Partial-propensity stochastic simulation algorithms library

We give an overview of the partial-propensity stochastic simulation algorithms library (pSSAlib), a complete and portable C++ implementation of all partial-propensity stochastic simulation algorithms (SSAs), complemented with tools for running simulations and analyzing the results.

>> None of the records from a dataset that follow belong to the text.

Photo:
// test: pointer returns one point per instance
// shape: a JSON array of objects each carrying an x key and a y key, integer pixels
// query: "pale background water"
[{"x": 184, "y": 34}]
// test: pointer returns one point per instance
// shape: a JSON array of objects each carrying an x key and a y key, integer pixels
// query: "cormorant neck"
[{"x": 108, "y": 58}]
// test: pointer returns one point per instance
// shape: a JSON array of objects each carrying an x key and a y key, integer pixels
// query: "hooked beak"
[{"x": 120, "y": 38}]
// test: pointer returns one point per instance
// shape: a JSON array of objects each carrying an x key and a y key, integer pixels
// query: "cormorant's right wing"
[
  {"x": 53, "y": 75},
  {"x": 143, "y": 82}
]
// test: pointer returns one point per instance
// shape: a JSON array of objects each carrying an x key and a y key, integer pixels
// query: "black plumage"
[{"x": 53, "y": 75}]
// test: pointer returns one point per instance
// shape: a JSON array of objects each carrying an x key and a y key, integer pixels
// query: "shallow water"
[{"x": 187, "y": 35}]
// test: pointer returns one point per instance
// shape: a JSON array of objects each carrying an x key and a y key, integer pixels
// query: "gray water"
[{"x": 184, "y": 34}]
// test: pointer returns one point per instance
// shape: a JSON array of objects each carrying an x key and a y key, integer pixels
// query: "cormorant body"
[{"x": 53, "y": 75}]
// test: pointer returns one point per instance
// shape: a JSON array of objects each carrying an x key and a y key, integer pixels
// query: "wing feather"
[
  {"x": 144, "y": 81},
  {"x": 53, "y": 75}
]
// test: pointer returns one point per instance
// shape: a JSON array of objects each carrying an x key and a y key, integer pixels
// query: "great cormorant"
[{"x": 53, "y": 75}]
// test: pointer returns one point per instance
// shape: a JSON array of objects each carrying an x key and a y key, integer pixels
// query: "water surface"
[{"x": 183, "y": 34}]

For details on the partial propensity methods please refer to the articles in the References section.

Download

You can download the pSSAlib distribution package here, or use the following command on the terminal (requires wget):

~/ $ wget http://mosaic.mpi-cbg.de/Downloads/pssalib-2.0.0.tar.gz

Then uncompress the archive with the package using (requires tar):

~/ $ tar -xf pssalib-2.0.0.tar.gz

and change the current working directory to the package directory:

~/ $ cd pssalib-2.0.0
~/pssalib-2.0.0 $

Installation

Prerequisites

A modern compiler (tested with gcc 4.8.0 and clang 3.8.0) with recent implementation of C++ Standard Template Library (STL), the GNU Scientific Library (GSL), Boost C++ Libraries (tested with 1.55.0), and the Systems Biology Markup Language (SBML) C++ library (tested with 5.13.0) are required.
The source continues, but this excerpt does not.